Por eso, el primer sitio que visitamos en nuestra caminada fue la carpa de la morocha. Cada uno hizo su pedido según sus preferencias, cancelamos los

$ 3.500 por unidad, y nos sentamos en una escalinata en la plaza a disfrutar el exótico refresco. Al terminar, como turistas educados que somos, fuimos a depositar las cortezas vacías a una basurera que había pasando la calle. Continuamos, tomando otra vez por la calle principal por donde habíamos paseado el día anterior, y ya al regreso, entre charla y charla, todos, excepto la desganada de Beatriz, estuvimos de acuerdo en que no comeríamos en forma y más bien tomaríamos algún refuercito rápido.


Escogimos para el efecto un sitio en la plaza principal, con cara de cafetería de cierto caché. Sendos tintos para Manuel y Juan Camilo, una crema  con sabor a café para Maria Cecilia y Beatriz reemplazó su comida por un pastel de pollo. Maria Cecilia cometió el grave error de darle una probadita a Manuel y éste ni corto ni perezoso engulló de una vez buena parte del contenido de la copa de su compañera.  


Desde antes de la salida de Medellín, Juan Camilo había ofrecido comprar en algún momento del paseo una media de aguardiente como regalo a los compañeros. Pero conscientes de lo poco tomadores que somos y viendo en la carta de la cafetería que ofrecían vino de café, puso en órbita la idea de reemplazar su oferta inicial por una de estas botellas. La idea fue bien recibida de inmediato. Hicimos las averiguaciones del caso con la mesera, quien poco informada debió recurrir a la dueña del negocio para que nos diera las explicaciones pertinentes. La botella nos alcanzó para dos copitas a cada uno, las que consumimos en medio de una charla agradable. Maria Cecilia había comprado el día anterior, en el Parque del Café, una pulserita elaborada por artesanos en un material que llaman acerina, quizá por tener un lejano parecido al acero. Manuel tomó la pulserita y explicaba algo a Beatriz cuando ¡pluf!,algún movimiento brusco que hizo sobre la pulsera ocasionó que ésta se abriera y una gran cantidad de  pepitas volaran sobre el piso en todas direcciones. Pasada la sorpresa de Manuel y las carcajadas del resto, se recogieron algunas de las chaquiras y alguien, tal vez Beatriz, no sé como lo calculó, pero expresó que faltaban cuatro pepitas por encontrar. Empezó la búsqueda sobre un piso saraviado que dificultaba el encontrarlas, pero poco a poco fueron apareciendo hasta completar el total de bolitas caídas.

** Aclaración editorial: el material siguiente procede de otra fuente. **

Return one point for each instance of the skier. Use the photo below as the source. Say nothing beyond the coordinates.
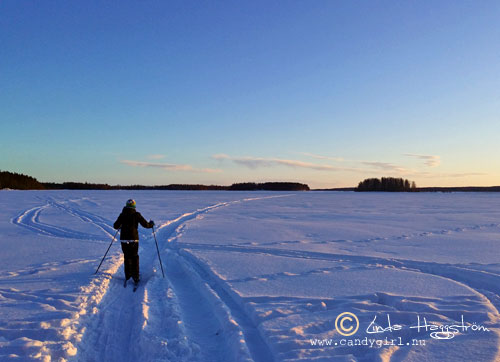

Una vez salimos, Manuel, Maria Cecilia y Beatriz partieron hacia el hotel, mientras Juan Camilo se separó del grupo atraído por la procesión que a  media cuadra de la cafetería entraba a la iglesia. Durante unos diez minutos observó las imágenes, algunas en andas y otras en carrozas muy adornadas. Cuando Juan llegó al hotel todavía estaban sus compañeros en el hall y ya Manuel había pronosticado que la oveja descarriada llegaría muy pronto.












Se definió la hora de partida del día siguiente para las 8:00 a.m., pues nuestro conductor guía consideraba que no había necesidad de madrugar mucho. Nos despedimos y nos fuimos a descansar a las respectivas habitaciones.